Добавить в цитаты Настройки чтения

Страница 21 из 174



Я захотел коснуться женщины, протянул руку. Но не дотянулся. Тогда я решил сделать шаг, но не сделал, потому что Данков опередил меня. «Вы хотите что-то сказать?» – поинтересовался он гладким голосом. Я ничего не ответил. Я только опустил руку и опустил ногу, и опустил глаза, и заставил себя думать совершенно о другом.

Я плыл на венецианской гондоле и распевал венецианские гондольерские песни. Я был здоров и счастлив. И не вспоминал о том, что когда-нибудь постарею и буду немощным и нежеланным, дряблым и слюнявым, тусклым и слезливым.

И не размышлял даже о том, как мне жить, чтобы прожить и чтобы выжить. Я плыл на гондоле и распевал гондольерские песни и одновременно стоял на опознании, и слушал, что говорили говорившие, которые были вокруг. И мне было хорошо.

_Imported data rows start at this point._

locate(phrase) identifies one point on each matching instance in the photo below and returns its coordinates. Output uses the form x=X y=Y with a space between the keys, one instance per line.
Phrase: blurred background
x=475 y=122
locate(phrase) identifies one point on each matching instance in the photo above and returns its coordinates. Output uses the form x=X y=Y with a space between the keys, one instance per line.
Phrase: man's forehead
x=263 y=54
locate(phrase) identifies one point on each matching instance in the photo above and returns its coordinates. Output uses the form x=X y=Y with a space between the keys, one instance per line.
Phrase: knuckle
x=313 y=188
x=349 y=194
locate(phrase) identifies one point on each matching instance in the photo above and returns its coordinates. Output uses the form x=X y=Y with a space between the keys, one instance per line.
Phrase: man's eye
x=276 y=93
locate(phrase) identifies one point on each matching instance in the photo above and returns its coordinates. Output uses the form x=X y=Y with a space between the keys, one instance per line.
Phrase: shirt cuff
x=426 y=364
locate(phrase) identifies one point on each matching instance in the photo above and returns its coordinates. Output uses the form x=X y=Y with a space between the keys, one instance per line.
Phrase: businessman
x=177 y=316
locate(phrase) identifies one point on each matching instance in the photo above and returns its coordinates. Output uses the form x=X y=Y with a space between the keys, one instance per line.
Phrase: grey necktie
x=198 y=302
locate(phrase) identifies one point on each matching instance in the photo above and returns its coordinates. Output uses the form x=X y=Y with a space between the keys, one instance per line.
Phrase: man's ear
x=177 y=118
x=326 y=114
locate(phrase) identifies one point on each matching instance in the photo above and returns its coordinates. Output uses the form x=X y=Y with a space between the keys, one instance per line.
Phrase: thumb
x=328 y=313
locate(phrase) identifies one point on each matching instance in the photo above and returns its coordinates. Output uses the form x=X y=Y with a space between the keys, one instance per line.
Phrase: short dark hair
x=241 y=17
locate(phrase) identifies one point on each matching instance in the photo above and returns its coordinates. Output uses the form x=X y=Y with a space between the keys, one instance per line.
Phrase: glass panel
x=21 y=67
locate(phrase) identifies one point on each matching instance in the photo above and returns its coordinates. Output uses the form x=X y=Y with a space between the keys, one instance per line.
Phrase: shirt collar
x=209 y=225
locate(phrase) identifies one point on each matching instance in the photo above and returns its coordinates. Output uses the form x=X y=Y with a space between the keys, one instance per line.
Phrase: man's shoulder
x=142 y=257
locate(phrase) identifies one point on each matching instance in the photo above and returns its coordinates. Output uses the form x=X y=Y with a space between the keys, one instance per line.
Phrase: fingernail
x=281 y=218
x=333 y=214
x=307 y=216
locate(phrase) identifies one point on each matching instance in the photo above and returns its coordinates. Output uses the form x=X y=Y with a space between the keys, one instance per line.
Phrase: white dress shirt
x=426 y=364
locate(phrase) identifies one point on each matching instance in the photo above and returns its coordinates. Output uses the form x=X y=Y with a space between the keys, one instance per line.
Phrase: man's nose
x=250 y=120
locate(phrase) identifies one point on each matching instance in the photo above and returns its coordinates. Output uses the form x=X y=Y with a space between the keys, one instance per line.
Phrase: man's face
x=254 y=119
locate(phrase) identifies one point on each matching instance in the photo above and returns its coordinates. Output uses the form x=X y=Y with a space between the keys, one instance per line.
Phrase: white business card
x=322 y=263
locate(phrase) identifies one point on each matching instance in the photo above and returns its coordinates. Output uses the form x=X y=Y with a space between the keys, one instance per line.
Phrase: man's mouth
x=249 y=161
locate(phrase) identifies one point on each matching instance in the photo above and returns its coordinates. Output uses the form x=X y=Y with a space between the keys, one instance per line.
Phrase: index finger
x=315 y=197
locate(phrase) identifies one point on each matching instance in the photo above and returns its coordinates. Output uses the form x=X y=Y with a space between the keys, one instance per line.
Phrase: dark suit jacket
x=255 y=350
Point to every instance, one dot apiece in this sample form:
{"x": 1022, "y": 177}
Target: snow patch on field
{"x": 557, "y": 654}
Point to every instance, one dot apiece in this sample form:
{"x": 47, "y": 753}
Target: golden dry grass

А говорили говорившие вот что.

Лутовкин назвал имя и фамилию вошедшей женщины. Ее звали Вероника Визинова. «Ника Визинова», – повторил я про себя. «Ника Визинова», – сказала она, улыбнувшись, когда я повторил ее имя про себя. Так и сказала, вслух, всем нам разом улыбнувшись. Невесело улыбнувшись, но и не горестно, не трагично, не скорбно. Просто невесело и чуть устало. Лутовкин сообщил, что Вероника Визинова – мама того самого недобитого «мокрушником» мальчика, который только что покинул эту комнату, что она тоже видела того мужчину, который, по словам мальчика, пытался задушить его. Злодей почему-то не сумел закончить свое недоброе дело и оставил мальчика в живых. Видимо, потому, как предполагал следователь, что его кто-то спугнул, и он бросил мальчика и бежал. Вот тогда-то, когда он, потревоженный кем-то, бежал, ломая на своем пути кусты и деревья, его и увидела женщина по имени Ника Визинова. Ника Визинова. Визинова Ника. Вероника. Веро-Ника. Следователь поставил женщину перед нами, точно так как и несколько минут назад ее сына, и произнес, обращаясь к ней, те же слова, что и говорил мальчику, когда тот был тут и пытался меня опознать, недоносок. Лутовкин предложил еще раз назвать женщине свое имя и фамилию, теперь уже официально, и указать на того из нас четверых, кого она знает, и сообщить, при каких обстоятельствах она видела того, кого знает. И сказал в заключение: «Пожалуйста». И коснулся, когда говорил «пожалуйста», ЕЕ локтя. И отдернул руку от нее, как от змеюки мокрой и холодной. И порозовел, робкий, и вроде даже как чуть не заплакал, заморгал круглыми глазами, и зарделся помидором вслед. И отошел в сторону, в угол комнаты, в тень, чтобы никто не заметил, как он заморгал и раскраснелся.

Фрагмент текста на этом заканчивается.